Dans son documentaire, Pascal Carcanade interroge cinq maires et un élu. En plus de Nicolas Koukas (Arles), il suit Sandrine Vincent, la maire de Chevaigné (Ille-et-Vilaine), Marième Tamata-Varin, maire de Yèbles (Seine-et-Marne), Etienne Serna, maire d’Aramits (Pyrénées-Atlantiques), Boris Ravignon, maire de Charleville-Mézières (Ardennes) et Vanessa Miranville, maire de La Possession (La Réunion). Tous se heurtent à l’Etat. "La technocratie est de plus en plus forte, elle est experte, avec, à mon sens, le sentiment qu’on nous dit que nous, les élus, on n’y connaît rien. Mais nous, on sait", explique Vanessa Miranville.

Avec parfois, des exigences qui semblent… Absurdes. C’est le cas de Sandrine Vincent qui, pour garder sa salle de spectacle à Chevaigné, a dû installer une ligne de téléphone fixe, pour un coût de… 2500 euros. Un coup dur pour une petite ville. A Aramits, Etienne Serna n’oublie pas la réintroduction des deux ourses slovènes en octobre 2018, malgré les protestations de nombreux élus locaux. "Prendre des décisions à Paris, dire que tu es favorable à quelque chose alors que tu ne connais pas l’environnement, c’est embêtant, explique-t-il. Je pense que c’est important, quand on est élu par la population, que notre point de vue soit écouté, surtout quand on est une majorité à porter cette parole".

Maires : "On vit des expériences parfois difficiles"

Parmi les maires interrogés dans le documentaire, ils sont nombreux à vouloir rempiler pour un nouveau mandat et ne souffrent donc pas de la perte de vocation de certains. "On dit que c’est un sacerdoce, non, on vit des expériences parfois difficiles mais qui font partie de la vie, qui nous construisent, qui nous font grandir, explique Sandrine Vincent. Le maire représente quelque chose". Pourtant, elle peine à trouver des gens prêts à s’engager pour la municipalité : "Ils ont envie d’autre chose, ils me disent qu’ils ont envie de faire autre chose, qu’ils auront envie de s’absenter, ce qui n’est pas compatible avec la fonction d’élu".

Principal enseignement de ce documentaire de Pascal Carcanade : les maires attendent un signe de l’Etat, même s’ils restent loyaux et patients. Au printemps dernier, Emmanuel Macron a dit aux maires qu’il les avait entendus et qu’il était prêt à leur donner plus de marge de manœuvre.

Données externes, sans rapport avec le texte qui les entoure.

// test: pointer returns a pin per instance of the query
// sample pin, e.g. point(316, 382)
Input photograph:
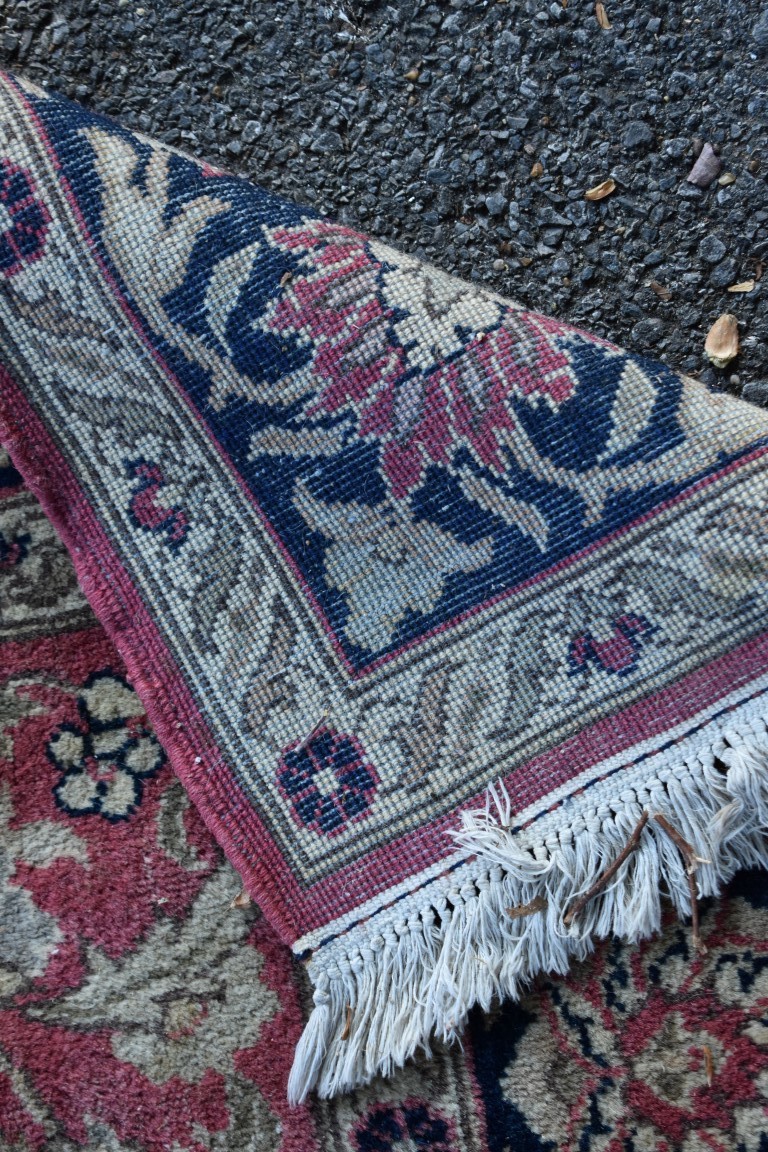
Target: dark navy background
point(573, 438)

Une promesse qui leur a déjà été faite par le passé, par différents présidents, et à laquelle certains ne croient plus. En nous montrant le chemin souvent semé d'embûches de nos élus, Vie de maire a réussi son pari : donner à voir, sans l’idéaliser, le quotidien des maires français. Ceux qui se battent pour le bien de leur commune, petit poucet face au géant qu’est l’Etat. Heureusement certains, parfois, ont gain de cause.

Le documentaire Vie de maire sera diffusé sur Public Sénat à partir du samedi 8 février.